Film: When Albums Ruled the World (2013)

February 11, 2015 | By

 

BLANKFilm: Excellent

Transfer:  n/a

Extras:  n/a

Label:  n/a

Region:  n/a

Released:   n/a

Genre:  Documentary / Music / Vinyl

Synopsis: Brisk, informative chronology of how the long-playing LP influenced popular music, resulting in classic concept albums in jazz, rock, electronica, and fusion.

Special Features:   n/a

 

 


 

Review:

 

An obvious companion piece to the BBC’s The Joy of the Single (2012), When Albums Ruled the World gets into the rock doc genre with this taut, prescient chronology of how the lowly long-playing record, the  LP, managed to offer jazz and rock musicians powerful opportunities to create concept albums rather than a series of 2.5 minute tunes the major record labels could spin-off as 7″ record singles.

Perhaps what’s been lost among the LP vs. vinyl debate (something that’s addressed within Steve O’Hagan’s film) is why the LP, not the 7″ record, was embraced by artists in many genres: more playing time, and the freedom to pretty much create ground-breaking listening experiences.

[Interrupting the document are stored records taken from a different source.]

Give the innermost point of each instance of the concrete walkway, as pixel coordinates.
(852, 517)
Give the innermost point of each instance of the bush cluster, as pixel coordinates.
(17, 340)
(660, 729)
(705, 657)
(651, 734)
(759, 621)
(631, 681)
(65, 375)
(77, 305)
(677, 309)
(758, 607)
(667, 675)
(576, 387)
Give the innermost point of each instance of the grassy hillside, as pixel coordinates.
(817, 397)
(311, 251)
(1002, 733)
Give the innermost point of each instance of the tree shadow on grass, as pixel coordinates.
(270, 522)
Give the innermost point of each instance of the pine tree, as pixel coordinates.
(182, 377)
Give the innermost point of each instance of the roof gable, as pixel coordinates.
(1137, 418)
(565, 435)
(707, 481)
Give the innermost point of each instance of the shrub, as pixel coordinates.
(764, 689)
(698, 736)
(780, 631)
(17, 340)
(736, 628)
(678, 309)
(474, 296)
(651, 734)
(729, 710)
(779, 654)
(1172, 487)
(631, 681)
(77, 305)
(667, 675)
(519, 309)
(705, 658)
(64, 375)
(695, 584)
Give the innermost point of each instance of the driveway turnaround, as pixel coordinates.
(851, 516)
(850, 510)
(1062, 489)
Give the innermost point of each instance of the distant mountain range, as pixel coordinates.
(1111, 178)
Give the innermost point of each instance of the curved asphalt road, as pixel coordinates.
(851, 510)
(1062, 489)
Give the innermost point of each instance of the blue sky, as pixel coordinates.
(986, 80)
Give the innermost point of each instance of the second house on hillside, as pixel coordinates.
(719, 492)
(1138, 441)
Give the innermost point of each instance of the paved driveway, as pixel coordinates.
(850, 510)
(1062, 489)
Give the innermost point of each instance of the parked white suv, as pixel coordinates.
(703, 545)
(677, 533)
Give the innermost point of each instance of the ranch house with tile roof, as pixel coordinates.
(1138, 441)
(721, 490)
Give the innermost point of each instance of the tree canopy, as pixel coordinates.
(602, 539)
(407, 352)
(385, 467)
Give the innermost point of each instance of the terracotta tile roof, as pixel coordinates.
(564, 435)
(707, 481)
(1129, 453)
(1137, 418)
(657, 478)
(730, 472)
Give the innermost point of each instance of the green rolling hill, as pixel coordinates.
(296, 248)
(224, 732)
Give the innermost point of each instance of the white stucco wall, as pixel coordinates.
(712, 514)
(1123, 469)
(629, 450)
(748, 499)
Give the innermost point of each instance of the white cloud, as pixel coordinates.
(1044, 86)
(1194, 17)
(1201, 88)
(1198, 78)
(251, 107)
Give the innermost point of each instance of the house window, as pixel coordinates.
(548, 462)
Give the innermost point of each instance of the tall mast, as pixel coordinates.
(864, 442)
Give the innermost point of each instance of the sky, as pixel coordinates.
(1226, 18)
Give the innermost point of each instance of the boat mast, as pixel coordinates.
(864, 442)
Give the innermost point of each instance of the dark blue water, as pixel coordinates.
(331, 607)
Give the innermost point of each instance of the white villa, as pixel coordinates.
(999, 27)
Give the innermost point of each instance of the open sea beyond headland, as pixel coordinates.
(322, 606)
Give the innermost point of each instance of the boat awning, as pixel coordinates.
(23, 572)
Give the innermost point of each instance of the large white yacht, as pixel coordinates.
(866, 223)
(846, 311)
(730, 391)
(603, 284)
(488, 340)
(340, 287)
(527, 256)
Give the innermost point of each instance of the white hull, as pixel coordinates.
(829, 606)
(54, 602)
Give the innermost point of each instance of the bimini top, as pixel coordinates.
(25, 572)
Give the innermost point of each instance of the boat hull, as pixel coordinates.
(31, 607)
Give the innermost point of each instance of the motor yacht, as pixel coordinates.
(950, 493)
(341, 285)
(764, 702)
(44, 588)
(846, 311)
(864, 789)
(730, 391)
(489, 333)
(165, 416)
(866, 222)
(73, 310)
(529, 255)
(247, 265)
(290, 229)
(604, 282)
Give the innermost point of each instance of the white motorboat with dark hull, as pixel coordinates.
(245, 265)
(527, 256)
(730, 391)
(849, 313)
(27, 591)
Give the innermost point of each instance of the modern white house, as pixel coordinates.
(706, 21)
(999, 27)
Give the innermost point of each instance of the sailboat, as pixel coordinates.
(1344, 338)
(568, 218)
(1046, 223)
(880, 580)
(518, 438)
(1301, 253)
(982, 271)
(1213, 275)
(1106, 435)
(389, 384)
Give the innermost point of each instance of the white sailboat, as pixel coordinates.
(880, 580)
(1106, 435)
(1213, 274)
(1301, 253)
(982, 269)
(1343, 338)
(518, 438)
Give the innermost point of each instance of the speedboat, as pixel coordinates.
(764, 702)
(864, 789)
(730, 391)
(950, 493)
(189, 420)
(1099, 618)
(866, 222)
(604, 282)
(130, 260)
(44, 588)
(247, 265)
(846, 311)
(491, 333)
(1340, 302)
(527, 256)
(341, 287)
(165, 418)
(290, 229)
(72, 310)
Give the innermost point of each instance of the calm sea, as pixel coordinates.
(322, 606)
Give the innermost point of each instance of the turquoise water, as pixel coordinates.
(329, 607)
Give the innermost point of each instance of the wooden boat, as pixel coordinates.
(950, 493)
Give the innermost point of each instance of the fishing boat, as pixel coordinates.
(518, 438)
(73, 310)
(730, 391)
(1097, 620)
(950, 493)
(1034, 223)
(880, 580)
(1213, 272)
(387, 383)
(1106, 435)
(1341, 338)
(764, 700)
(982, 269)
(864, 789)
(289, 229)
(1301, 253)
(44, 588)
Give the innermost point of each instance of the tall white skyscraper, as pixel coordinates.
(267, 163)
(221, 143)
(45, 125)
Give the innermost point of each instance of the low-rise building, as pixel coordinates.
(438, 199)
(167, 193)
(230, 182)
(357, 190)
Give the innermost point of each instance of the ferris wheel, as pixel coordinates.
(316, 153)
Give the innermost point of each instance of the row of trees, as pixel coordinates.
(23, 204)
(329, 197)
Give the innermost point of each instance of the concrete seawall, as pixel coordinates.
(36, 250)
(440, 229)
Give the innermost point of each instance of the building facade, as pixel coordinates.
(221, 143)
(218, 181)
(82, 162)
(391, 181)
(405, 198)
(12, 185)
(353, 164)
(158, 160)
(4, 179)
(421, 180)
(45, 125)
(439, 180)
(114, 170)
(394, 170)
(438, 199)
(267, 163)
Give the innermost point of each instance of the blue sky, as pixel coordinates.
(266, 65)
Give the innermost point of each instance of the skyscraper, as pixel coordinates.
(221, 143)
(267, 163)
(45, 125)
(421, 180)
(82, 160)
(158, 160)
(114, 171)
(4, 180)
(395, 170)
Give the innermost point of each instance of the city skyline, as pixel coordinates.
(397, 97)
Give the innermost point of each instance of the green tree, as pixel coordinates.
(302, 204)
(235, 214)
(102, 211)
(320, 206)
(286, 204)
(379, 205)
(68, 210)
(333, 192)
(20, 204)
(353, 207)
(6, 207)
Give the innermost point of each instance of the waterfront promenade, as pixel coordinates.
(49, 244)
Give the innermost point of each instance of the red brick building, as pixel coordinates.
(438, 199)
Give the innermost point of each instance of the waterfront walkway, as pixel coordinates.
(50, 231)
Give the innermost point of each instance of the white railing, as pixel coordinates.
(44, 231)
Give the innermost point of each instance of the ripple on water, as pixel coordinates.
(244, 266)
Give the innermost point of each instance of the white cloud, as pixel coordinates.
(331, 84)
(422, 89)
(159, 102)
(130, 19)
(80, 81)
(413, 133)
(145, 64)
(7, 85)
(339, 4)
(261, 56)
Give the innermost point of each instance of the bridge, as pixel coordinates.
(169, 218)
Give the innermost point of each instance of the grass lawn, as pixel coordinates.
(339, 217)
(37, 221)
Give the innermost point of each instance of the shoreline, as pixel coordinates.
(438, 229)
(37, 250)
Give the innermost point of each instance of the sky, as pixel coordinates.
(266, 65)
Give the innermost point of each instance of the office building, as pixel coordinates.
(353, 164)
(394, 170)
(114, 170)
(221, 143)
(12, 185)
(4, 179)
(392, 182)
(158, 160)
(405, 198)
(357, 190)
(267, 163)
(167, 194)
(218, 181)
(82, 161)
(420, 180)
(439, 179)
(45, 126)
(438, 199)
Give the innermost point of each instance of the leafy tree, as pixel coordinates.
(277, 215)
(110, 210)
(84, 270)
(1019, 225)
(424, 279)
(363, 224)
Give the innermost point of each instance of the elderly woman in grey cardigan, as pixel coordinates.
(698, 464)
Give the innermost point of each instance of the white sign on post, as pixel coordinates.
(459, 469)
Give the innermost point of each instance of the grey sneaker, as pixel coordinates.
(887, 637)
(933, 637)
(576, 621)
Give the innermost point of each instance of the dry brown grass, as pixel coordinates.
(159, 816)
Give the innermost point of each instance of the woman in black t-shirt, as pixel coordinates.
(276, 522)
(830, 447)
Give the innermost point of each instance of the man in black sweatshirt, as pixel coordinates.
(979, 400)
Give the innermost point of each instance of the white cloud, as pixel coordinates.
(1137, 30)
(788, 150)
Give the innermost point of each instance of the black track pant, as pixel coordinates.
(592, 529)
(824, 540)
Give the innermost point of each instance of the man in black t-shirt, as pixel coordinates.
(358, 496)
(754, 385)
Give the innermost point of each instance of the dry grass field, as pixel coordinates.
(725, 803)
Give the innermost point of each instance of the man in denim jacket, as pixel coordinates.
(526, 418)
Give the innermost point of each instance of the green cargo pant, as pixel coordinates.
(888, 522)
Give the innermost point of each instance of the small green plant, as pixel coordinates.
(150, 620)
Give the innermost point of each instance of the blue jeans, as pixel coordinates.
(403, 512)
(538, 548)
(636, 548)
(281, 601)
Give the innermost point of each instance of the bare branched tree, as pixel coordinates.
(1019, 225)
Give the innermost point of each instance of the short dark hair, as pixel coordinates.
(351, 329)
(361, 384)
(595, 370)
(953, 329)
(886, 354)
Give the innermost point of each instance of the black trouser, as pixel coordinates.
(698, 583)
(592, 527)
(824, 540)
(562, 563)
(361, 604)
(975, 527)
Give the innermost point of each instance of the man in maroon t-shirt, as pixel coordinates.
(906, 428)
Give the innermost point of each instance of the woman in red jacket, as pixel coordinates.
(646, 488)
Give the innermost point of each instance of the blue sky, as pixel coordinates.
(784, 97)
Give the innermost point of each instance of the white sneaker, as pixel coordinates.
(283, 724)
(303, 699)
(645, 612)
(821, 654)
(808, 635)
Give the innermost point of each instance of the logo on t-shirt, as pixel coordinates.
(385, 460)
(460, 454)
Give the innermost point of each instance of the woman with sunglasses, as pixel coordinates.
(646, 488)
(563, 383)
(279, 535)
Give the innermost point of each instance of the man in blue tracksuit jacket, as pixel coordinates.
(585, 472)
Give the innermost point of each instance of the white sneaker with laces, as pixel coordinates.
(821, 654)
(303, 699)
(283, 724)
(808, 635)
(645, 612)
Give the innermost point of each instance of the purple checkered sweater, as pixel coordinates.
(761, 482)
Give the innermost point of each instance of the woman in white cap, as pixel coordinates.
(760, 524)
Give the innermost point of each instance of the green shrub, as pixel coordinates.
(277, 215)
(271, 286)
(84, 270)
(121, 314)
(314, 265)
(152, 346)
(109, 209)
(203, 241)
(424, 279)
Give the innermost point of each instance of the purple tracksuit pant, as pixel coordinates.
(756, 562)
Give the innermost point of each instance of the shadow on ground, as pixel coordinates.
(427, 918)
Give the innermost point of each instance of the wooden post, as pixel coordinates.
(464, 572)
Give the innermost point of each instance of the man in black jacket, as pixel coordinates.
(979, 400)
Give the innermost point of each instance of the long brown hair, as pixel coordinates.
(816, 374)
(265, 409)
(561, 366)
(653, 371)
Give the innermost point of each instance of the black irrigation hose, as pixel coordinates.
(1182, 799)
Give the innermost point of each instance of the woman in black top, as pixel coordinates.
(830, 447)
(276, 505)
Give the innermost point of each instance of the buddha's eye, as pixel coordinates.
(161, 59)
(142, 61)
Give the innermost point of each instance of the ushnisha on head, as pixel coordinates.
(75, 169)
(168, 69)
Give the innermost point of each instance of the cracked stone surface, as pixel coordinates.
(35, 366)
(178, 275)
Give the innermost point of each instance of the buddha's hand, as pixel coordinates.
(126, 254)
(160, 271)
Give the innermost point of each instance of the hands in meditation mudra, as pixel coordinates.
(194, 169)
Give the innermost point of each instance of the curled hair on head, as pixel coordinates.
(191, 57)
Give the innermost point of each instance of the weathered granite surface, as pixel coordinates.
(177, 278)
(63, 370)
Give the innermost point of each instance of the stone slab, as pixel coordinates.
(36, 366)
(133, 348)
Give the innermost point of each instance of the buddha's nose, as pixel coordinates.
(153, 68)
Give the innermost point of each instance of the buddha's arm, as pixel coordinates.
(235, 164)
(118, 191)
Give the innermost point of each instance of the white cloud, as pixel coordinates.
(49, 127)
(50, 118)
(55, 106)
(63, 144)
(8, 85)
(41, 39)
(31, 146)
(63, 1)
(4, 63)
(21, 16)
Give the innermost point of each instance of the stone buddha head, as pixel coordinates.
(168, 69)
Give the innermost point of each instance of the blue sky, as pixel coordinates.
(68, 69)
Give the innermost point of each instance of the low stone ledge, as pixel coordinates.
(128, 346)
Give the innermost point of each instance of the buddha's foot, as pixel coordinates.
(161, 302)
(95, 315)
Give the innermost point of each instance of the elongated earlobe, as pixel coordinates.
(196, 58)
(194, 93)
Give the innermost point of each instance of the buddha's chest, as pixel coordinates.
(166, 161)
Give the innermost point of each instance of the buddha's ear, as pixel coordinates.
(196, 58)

In the digital realm, length and content have limitless possibilities, but the LP freed composers and musicians to indulge, explore, and create counter-programming to formulaic radio – and radio and the labels hated that. The LP also mandated better recording techniques, rendered from experimentation with multi-track recording and mixing, mic placement that challenged the old Decca tree standard, better recording gear, creative editing, and adding effects and processed sounds instead of sticking to what emerged from performers locked in a recording room.

Jazz also blossomed on the LP, but rock went even further, branching off with pro-rock, fusion jazz, electronic, and R&B with often epic works that spanned part or the full side of a record.

O’Hara’s breadth of interview subjects is massive, yet the doc’s focus is that late 60s / early 70s period when the LP came into its own and mandated people sit, gather, and listen before Sony’s Walkman in the 80s put the power of track order and mixing up albums and genres into the hands of the listener.

More or less starting with The Beatles, the doc weaves through Jimi Hendrix, Jefferson Airplane, Led Zeppelin, Queen, Rick Wakeman, Yes, The Doors, Tangerine Dream, Mike Oldfield, Marvin Gaye, and more greats (although weirdly, no Isaac Hayes, known for crafting epic, single-side versions of songs). There’s also Miles Davis, who realized his only means of reaching a larger audience and expanding his stylistic range was to blend rock and jazz, resulting in the divisive / brilliant Bitches Brew album.

The power of live recordings and meticulous studio albums are addressed via specific LP releases, and as for the LP vs. CD debate, that naturally remains unresolved. What’s agreed is the allure of the format – the manual handling, anticipating the flood of sound from the speakers, LP collections as indicators of personality – and its warm sound are unique, but as to whether vinyl sounds better, the compromise that’s reached is perhaps the most rational: it depends how music is recorded, mixed, engineered, and how its all mastered, which for the LP, depends on the quality of the master stamper, vinyl stock, and the sound system you ultimately use.

Not unlike statements heard in Vinyl, Alan Zweig’s 2000 documentary on extreme album collectors, the debate rages on with warmness being characterized as our perception of analogue distortion as something pleasing, versus the cleanness of CDs, mastered from supposedly noise-free audiotape. To the other end, there’s digital-bashers who argue the compressed sound of MP3s and CDs are sterile representations of the musician’s true sound– a stance that pushed Neil Young to develop the PonoPlayer for ‘higher resolution’ music that’s broader than the older digital formats yet supposedly brimming with the warmness of analogue.

The doc’s conclusion is admittedly bittersweet: the level of pioneering and the landmark albums from that era remain unique and inimitable, but they’re rightly regarded as benchmarks of creativity in composition, performance, production, and distribution.

The BBC production of When Albums Ruled the World is available on YouTube, with a low-res format offering the full version with un-blocked music.